Senate leader Phil Berger responded to the notion of a special session with the audacious claim that the governor’s call to fix the unconstitutionally drawn districts was “unconstitutional.”

But the political hacking hasn’t stopped there. In fact, it seems to have just started.

The GOP supermajority, crafted from these unconstitutionally racist legislative districts, have spent months threatening to revive portions of a 2013 voter-suppression law that even the U.S. Supreme Court refused to consider earlier this year.

N.C. GOP chairman Robin Hayes has doubled down on his commitment to voter suppression, championing President Donald Trump’s desires for lawmakers to “try again” with voter ID, a political-slogan-turned-weaponized tactic that has targeted African-Americans with “surgical precision,” and has proven to suppress votes.

Even former Gov. Pat McCrory – a political figure known to have challenged hundreds of innocent eligible voters, despite no chance of a political victory – re-emerged from obscurity during the annual N.C. Republican Party convention earlier this month in Wilmington to call for a reanimation of this suppressive legislation.

It should therefore come as no surprise that the Civitas Institute’s Conservative Leadership Conference Friday and Saturday in Raleigh will feature some of the country’s best-known architects of voter-suppression legislation.
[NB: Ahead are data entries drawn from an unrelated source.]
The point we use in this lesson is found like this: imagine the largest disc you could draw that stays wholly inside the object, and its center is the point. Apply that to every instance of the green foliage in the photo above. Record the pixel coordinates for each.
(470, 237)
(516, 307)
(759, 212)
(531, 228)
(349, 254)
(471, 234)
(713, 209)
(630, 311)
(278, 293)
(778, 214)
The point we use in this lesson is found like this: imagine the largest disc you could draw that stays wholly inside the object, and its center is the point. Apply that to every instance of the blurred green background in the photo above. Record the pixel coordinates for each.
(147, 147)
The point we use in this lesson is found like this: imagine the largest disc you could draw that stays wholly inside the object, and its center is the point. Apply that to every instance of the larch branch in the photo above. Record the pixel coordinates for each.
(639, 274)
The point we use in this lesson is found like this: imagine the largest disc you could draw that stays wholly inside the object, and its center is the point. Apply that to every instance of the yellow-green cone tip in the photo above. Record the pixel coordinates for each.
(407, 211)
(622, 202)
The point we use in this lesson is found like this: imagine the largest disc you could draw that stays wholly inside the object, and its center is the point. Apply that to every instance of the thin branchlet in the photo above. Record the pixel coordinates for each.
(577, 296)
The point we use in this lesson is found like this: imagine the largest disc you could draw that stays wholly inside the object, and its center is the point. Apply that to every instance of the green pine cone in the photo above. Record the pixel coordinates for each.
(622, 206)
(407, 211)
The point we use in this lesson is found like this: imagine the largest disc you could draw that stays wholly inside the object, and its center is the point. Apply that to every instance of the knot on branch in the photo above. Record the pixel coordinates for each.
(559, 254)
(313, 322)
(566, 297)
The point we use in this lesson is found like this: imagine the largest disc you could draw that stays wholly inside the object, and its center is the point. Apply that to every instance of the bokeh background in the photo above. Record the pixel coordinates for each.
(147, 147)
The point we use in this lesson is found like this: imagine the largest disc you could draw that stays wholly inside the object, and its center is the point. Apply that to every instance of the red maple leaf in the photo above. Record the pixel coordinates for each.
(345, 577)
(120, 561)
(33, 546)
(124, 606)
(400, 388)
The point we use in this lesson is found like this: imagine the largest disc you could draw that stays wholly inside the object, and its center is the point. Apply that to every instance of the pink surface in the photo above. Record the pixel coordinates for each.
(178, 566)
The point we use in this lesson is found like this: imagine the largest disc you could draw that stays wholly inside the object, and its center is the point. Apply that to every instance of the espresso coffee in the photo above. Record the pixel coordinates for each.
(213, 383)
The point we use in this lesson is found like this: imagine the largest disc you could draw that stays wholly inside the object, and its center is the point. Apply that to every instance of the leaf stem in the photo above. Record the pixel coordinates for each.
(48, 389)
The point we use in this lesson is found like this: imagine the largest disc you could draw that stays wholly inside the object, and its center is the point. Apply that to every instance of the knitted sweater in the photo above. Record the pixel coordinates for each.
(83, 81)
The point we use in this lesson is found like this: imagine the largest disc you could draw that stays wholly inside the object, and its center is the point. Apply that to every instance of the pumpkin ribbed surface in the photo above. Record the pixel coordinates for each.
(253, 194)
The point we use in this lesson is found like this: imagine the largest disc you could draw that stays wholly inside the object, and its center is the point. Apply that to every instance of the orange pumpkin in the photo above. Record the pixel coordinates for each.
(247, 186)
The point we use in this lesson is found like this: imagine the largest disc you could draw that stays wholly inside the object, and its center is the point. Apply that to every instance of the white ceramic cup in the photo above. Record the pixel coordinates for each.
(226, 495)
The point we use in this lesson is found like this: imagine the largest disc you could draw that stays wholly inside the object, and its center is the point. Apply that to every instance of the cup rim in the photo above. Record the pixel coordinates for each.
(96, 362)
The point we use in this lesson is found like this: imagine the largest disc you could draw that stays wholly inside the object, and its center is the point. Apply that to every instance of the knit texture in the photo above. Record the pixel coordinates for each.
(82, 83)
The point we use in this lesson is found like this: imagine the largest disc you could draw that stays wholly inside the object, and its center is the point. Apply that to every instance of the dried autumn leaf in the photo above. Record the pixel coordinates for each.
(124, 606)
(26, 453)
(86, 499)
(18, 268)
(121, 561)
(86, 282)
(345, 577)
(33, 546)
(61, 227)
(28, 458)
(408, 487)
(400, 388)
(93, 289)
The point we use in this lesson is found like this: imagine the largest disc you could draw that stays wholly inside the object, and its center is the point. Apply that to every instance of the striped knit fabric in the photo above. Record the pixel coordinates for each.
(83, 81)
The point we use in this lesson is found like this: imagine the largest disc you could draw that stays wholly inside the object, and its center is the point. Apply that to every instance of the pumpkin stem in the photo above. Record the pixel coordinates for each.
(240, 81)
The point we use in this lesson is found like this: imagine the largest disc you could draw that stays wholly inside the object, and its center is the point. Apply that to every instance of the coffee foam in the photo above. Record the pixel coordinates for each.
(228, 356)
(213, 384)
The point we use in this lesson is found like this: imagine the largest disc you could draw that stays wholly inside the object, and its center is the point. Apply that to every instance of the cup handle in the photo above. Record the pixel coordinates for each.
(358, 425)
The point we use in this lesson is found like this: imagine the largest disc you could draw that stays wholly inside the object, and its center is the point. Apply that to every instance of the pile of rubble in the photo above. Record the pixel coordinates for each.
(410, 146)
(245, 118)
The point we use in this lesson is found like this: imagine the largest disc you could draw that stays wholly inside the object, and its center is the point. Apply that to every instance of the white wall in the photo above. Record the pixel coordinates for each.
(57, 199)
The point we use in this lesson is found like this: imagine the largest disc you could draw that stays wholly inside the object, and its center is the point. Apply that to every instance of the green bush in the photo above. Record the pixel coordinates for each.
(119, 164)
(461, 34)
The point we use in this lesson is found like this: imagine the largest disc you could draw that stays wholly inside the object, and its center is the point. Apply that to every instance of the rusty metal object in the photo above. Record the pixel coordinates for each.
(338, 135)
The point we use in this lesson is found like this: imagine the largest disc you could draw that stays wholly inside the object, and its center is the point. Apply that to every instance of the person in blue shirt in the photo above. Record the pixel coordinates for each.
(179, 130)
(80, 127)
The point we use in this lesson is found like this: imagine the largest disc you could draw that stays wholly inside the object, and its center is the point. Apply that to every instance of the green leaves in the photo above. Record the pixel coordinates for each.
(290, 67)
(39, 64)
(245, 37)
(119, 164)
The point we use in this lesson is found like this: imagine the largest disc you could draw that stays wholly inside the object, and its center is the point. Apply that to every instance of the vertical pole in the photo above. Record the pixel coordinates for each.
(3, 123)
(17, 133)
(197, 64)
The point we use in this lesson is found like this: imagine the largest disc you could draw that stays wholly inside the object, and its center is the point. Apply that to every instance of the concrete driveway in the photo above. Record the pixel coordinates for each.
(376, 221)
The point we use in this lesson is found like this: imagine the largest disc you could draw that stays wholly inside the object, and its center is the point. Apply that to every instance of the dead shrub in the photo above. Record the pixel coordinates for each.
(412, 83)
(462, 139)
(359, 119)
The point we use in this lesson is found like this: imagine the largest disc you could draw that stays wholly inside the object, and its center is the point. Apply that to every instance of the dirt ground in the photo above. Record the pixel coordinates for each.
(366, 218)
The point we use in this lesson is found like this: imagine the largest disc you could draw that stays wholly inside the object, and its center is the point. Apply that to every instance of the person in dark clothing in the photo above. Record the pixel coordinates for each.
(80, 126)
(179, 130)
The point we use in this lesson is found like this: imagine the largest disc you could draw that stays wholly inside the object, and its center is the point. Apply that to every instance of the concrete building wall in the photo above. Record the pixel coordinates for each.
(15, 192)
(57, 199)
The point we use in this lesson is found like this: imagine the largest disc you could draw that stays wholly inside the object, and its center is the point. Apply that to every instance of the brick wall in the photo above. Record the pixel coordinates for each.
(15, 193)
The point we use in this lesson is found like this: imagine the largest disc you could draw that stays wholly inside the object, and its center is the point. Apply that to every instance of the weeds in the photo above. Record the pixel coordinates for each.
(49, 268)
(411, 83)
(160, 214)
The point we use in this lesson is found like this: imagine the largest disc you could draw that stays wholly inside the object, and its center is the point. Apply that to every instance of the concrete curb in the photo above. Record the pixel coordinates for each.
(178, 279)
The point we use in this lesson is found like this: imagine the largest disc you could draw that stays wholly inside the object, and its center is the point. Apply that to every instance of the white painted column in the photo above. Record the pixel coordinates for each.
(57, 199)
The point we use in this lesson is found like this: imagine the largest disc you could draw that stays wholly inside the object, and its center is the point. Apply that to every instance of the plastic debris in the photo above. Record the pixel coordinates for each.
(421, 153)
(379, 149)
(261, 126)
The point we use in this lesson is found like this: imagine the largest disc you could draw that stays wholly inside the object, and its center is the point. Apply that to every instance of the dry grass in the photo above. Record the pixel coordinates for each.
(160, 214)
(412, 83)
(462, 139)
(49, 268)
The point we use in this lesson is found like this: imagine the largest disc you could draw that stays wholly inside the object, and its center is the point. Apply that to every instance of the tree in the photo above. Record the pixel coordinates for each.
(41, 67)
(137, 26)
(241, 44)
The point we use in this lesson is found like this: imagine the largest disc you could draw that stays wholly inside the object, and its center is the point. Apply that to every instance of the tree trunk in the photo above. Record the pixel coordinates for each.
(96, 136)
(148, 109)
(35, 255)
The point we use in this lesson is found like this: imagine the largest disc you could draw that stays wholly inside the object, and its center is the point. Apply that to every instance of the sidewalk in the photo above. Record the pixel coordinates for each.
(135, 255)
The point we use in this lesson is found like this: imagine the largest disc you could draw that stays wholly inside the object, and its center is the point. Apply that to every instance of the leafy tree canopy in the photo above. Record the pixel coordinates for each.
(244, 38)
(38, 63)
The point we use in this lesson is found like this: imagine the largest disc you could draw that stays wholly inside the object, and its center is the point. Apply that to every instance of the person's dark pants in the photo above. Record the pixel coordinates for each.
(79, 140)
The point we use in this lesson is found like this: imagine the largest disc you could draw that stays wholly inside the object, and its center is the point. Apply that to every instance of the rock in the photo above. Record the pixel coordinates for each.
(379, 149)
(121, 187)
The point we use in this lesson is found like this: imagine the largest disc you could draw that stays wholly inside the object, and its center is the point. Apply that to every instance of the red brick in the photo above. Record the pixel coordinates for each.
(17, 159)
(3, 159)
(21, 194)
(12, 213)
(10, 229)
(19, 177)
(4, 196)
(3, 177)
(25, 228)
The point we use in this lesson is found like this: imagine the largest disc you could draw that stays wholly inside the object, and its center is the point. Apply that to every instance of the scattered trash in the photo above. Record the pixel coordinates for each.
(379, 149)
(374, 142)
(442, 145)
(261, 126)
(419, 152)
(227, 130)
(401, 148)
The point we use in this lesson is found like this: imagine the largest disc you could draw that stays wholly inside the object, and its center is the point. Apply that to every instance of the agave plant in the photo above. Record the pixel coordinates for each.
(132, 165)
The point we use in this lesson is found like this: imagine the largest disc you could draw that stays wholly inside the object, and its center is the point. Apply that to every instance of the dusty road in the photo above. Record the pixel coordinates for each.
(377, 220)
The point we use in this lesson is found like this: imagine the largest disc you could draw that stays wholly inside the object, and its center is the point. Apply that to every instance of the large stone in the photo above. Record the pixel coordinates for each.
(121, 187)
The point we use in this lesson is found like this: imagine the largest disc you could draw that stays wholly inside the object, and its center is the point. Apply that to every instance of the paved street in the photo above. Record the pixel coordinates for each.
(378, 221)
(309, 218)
Like a bad case of déjà vu, Art Pope’s minions will likely cap off weeks of propaganda defending racist gerrymandering by providing a prelude to a parade of barriers that will face voters in the final days of this long legislative session.

But extremists in the General Assembly apparently feel that the hacking of our democracy need not end in the voting booth. Rather, they are looking to blunt our state’s last line of defense against their unconstitutional tactics: the executive and judicial branches.

High-profile figures like former Court of Appeals Judge Doug McCullough, who stepped down rather than letting legislative leaders steal his seat, say some Republican lawmakers are so motivated to hack the courts that they offered to give big raises to judges who didn’t oppose their judicial coup, and threatened funding to organizations who opposed it.

Six years into nonstop attacks on our democracy, I see many North Carolinians with a renewed sense of purpose and energy, pulling back the General Assembly’s curtain and pushing back against these craven takeovers. Through this work – from individual constituent calls to packed district meetings – the public has emerged as a fourth branch for meaningful checks and balances.

As Barber told The New York Times recently : “If we’re going to change the country … It’s not from D.C. down. It’s from the states up.” And, as the his Moral Movement has shown, change comes to states not from the legislatures down, but from the people up.

Our state’s ability to push back against this political hacking of our system will be defined by its people. North Carolinians fighting these bills were born decades ago, not yesterday.

Jen Jones is the director of Communications and Digital Strategy for Democracy North Carolina, a statewide voting rights group based in Durham.